第11話『よろしくお願いしまーす!』
魔法少女マヂカ・011
『よろしくお願いしまーす!』語り手・安倍清美
頼まれごとの一つは常勤講師になってくれちゅうことだった!
同じ講師でも、頭に「非」の字が付くか付かないかで大違いなんだぞ。
非常勤講師は週に何時間かの授業を教えるだけ、一時間教えていくらっちゅう、まさにアルバイト。月収十万以上を確保しようと思ったら二校以上持たなきゃならない。

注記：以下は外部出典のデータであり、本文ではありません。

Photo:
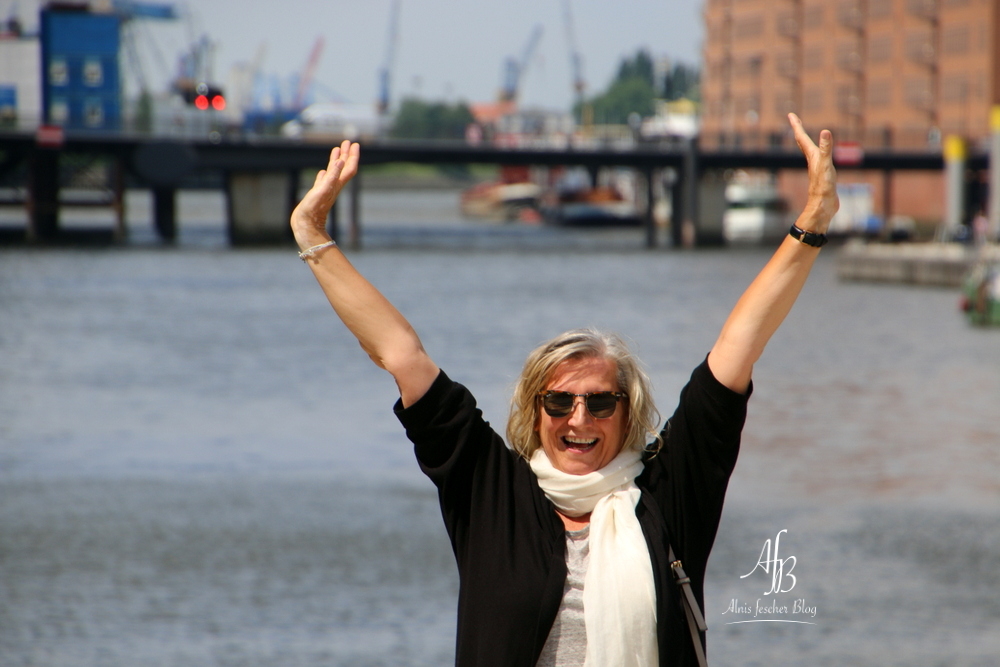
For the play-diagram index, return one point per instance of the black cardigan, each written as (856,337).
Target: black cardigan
(510,544)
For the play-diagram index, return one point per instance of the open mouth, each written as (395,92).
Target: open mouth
(579,444)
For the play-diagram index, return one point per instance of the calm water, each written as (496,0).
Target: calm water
(199,466)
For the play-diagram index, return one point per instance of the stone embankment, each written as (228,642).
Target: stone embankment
(942,264)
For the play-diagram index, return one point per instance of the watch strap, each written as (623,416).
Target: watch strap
(809,238)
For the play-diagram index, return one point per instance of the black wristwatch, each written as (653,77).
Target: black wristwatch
(809,238)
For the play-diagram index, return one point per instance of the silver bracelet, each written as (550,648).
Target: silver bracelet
(311,252)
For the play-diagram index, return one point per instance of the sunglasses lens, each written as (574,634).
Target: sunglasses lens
(558,403)
(602,405)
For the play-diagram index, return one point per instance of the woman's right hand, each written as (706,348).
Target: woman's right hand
(309,217)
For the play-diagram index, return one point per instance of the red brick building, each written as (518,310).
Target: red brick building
(885,73)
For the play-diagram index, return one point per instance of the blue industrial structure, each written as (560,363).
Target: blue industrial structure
(81,81)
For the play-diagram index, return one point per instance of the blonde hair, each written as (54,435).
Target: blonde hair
(643,417)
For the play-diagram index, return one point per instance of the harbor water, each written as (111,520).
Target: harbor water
(199,467)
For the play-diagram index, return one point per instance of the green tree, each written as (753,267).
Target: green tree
(682,81)
(631,92)
(417,119)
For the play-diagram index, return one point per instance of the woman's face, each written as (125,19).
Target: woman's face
(579,443)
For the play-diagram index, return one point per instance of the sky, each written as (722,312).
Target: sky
(451,50)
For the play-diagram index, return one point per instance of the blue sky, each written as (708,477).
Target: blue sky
(446,49)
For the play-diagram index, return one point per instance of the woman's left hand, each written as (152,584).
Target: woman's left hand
(309,217)
(823,202)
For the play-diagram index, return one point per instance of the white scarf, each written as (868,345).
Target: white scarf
(619,599)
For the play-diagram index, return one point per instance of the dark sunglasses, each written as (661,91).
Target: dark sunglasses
(600,404)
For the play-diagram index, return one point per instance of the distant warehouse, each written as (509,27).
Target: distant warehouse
(899,74)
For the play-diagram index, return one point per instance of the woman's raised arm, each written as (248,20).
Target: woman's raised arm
(383,332)
(764,305)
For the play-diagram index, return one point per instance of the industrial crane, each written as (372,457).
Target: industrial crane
(307,76)
(514,69)
(576,63)
(385,73)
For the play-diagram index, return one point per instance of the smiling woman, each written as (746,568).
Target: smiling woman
(564,544)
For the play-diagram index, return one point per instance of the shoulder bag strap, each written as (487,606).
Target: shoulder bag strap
(696,622)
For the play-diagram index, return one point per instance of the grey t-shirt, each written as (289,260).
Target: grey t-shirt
(566,645)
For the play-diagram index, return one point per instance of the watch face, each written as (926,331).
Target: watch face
(809,238)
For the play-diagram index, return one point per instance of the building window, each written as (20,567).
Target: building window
(955,89)
(917,92)
(59,112)
(847,99)
(880,49)
(812,58)
(848,57)
(920,47)
(955,39)
(93,73)
(58,72)
(93,113)
(878,9)
(879,93)
(812,16)
(750,26)
(812,99)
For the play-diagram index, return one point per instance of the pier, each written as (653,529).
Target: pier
(261,176)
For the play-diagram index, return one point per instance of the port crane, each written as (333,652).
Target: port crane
(385,72)
(514,69)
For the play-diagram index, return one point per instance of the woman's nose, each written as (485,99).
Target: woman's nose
(579,414)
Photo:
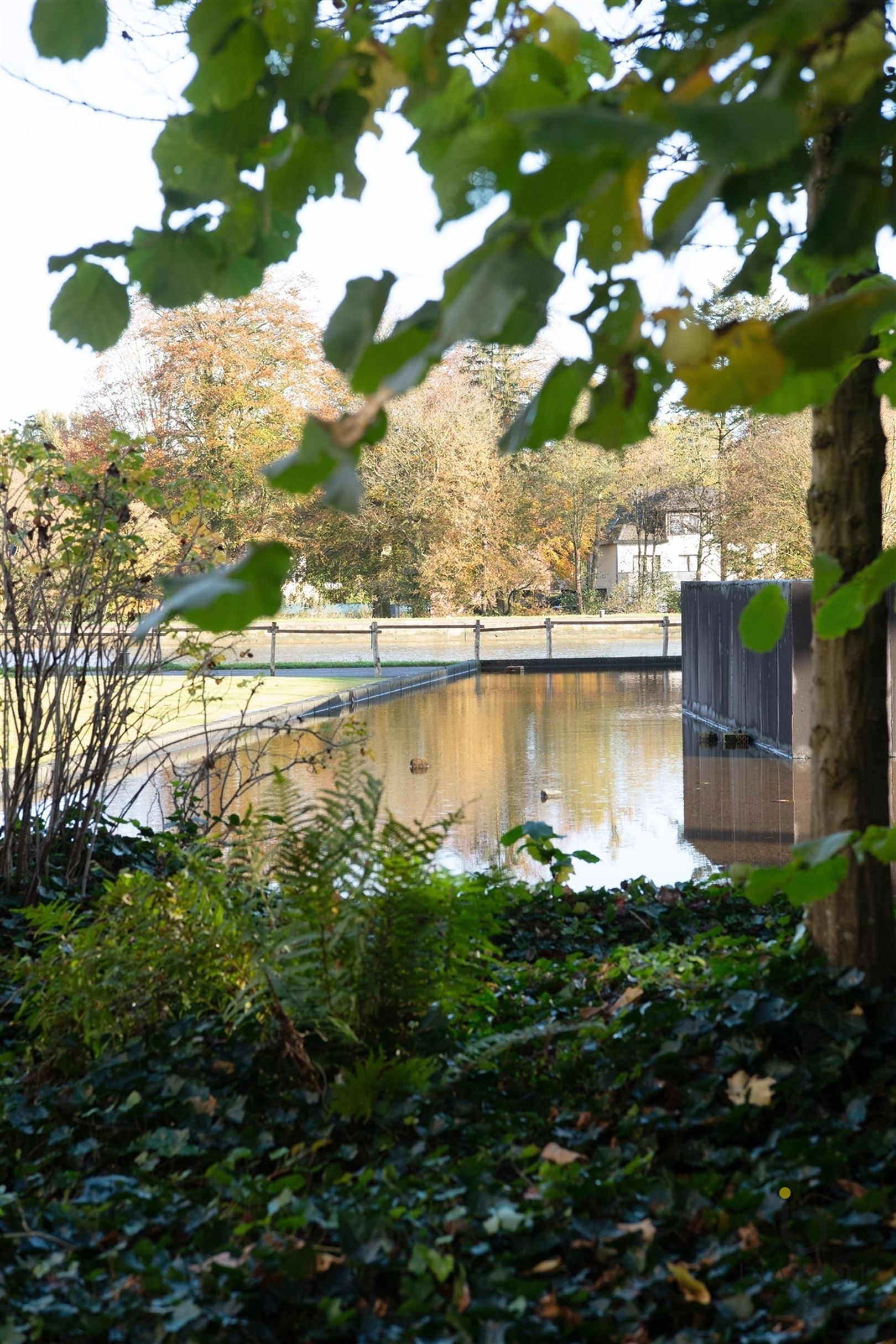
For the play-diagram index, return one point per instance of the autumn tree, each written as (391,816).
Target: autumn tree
(221,389)
(575,492)
(442,517)
(732,108)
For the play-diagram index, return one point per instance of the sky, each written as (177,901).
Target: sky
(74,176)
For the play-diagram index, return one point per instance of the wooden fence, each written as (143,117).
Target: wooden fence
(550,626)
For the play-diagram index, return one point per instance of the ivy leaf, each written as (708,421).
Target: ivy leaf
(353,324)
(69,29)
(92,308)
(763,619)
(227,598)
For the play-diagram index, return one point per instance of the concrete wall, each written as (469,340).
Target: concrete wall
(766,695)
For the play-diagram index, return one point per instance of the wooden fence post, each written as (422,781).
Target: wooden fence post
(375,645)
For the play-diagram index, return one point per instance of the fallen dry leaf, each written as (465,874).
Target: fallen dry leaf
(562,1157)
(547,1267)
(647,1227)
(205,1107)
(691,1288)
(747,1088)
(550,1310)
(324,1260)
(627,998)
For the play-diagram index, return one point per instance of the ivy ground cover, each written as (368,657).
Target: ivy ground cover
(655,1118)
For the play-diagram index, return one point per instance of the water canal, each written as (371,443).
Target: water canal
(633,783)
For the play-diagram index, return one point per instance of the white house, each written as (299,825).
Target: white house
(664,536)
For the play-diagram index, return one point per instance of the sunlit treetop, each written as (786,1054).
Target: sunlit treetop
(722,102)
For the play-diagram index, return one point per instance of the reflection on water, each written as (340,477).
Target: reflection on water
(636,788)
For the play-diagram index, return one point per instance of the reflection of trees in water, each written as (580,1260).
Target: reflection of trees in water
(610,742)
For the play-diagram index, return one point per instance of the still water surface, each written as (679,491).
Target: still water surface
(636,788)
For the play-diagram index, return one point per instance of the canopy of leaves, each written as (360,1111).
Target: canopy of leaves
(732,96)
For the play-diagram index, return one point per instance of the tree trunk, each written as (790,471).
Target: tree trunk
(850,718)
(577,571)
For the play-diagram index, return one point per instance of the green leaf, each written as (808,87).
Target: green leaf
(92,308)
(816,883)
(743,366)
(762,885)
(105,249)
(353,324)
(406,342)
(69,29)
(822,336)
(227,598)
(848,607)
(812,852)
(191,168)
(174,267)
(681,209)
(625,404)
(763,619)
(826,574)
(311,464)
(547,416)
(746,135)
(229,76)
(881,842)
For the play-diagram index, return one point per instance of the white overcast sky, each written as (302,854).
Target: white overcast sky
(71,176)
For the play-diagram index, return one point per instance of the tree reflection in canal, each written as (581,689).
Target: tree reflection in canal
(634,784)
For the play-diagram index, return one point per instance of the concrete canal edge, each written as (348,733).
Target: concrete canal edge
(311,707)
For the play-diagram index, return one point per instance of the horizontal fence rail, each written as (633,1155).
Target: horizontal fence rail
(477,628)
(377,629)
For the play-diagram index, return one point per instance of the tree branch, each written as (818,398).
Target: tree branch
(79,102)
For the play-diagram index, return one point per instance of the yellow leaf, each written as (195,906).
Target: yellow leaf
(562,1157)
(692,1289)
(747,1088)
(627,998)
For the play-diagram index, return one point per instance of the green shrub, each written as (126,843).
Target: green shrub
(152,951)
(350,928)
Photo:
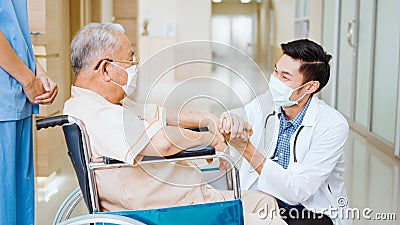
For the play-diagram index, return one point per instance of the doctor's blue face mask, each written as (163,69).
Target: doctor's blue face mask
(281,92)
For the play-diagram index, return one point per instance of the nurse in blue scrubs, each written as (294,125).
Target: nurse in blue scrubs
(23,85)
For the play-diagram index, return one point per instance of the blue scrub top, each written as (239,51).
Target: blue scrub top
(14,25)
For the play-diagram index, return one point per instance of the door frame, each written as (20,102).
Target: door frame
(397,132)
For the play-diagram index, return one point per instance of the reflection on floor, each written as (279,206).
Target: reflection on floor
(372,183)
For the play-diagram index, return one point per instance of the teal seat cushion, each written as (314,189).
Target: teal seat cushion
(227,213)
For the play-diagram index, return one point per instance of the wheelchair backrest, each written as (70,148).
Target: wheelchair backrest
(73,138)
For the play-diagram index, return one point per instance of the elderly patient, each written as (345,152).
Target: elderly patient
(104,66)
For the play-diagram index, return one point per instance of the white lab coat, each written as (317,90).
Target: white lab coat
(316,179)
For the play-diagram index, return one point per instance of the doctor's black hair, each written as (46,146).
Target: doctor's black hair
(314,60)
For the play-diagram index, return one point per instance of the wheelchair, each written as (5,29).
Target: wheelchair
(78,144)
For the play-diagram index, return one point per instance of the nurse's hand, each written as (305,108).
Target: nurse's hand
(51,90)
(33,88)
(235,126)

常勤講師ってのは、担任以外の仕事を全部やる。ほとんど本職さんと同じなんだぞ。
当然ギャラもイッチョマエに頂ける。嬉しい限りだ。
ただ、教科が国語以外に保健体育を受け持つ。免許は国語以外に地歴公民と保健体育を持っているんで、まあ、ラッキーなわけです。
もう一つの頼まれごとは部活の顧問だ。
「安倍先生、一昨日できたばかりなんだけど、調理研究同好会の主顧問やってもらえないかしら?」
校長室で辞令もらって廊下に出た途端、徳川先生に頼まれた。
常勤になったからには二つ以上の部活の顧問もやらなければならない。運動部の顧問が回ってきたら大変だと覚悟はしていた。運動部の顧問は休みがないしねえ。
「はい、承知しましたあ!」
二つ返事で引き受ける。
なんたってポリコウの女将軍と噂の徳川康子先生なのだ。断ると言う選択肢は無い。
それに、主顧問ということになれば、もう一つ運動部の口が回ってきても副顧問なのでお気楽なんだ。
いそいそと体育準備室の机を整えていると、先輩の先生の声が掛かった。
「安倍先生、調理研の生徒が来てます」
「はい、ただいまあ」
額の汗を拭って準備室の外へ……出てみて驚いた。
二年B組の要海、野々村、藤本、そしてケロケロから頼まれていた魔法少女の渡辺真智香の四人だ!
「徳川先生から、安倍先生が顧問になったと聞いて、ご挨拶に参りました」
「なんだ、B組のお馴染みばっかじゃない」
「はい、よろしくお願いします」
四人揃って頭を下げる。
「あんたらが作ったのかい、調理研?」
「「「「はい、乙女のたしなみです!」」」」
プハハハハ
声が揃ったと思ったら、四人とも噴き出して、つられて笑ってしまう。
「実は……」
そう切り出した渡辺真智香の創部理由がふるっていた。
ひょんなことで、仲良し三人組に真智香が加わって、四人でお弁当を食べたいのだが、真智香以外は料理が苦手。そこで、三人揃ってお弁当を作れるように練習しようということになり、徳川先生の一言で調理研究部が立ち上がってしまったということだ。
「きっかけなんて、なんでもいいじゃん。友だち同士にしろ部活にしろアグレッシブにやるのはいいことだし」
「つきましては、創部会をやりますんで、放課後、調理室に来ていただけますか?」
「うん、ベタ付きはできないけど、行かせてもらうわ」
「「「「よろしくお願いしまーす!」」」」
四人を見送って席に戻ると、机に手紙が置いてあった。
開いてみると真智香からだ。いつの間に……と思ったが、真智香の正体からするとなんでもないことなんだろう。
便箋は白紙……と思ったら、身の丈十センチほどの真智香が現れた。
「ケルベロスから聞きました、先生には分かっているんですね、わたしが魔法少女だということが。わたしは休養の為に渡辺真智香として復活しました。普通に高校生をやっていくつもりですので、魔法少女だということは秘密ということでよろしくお願いします。では、調理室でお待ちしております。失礼しました」
ペコリとお辞儀をすると、真智香は薄紫の花に変わった。
え、この花は……?
花に変わったことは驚かないが、花とか植物には疎い女なのだ、意味が分からない。
すると、封筒からノソノソと消しゴムほどの大きさのケロケロが出てきた。
「ま、ときどき空回りする奴ですが、よろしくお願いしますよ。あ、その花はビオラと申します、和名は三色すみれ、花言葉は……よかったらググってみてください。それから、わたしはケルベロスですのでよろしく」
ケロケロもペコリと頭を下げて封筒の中に戻っていった。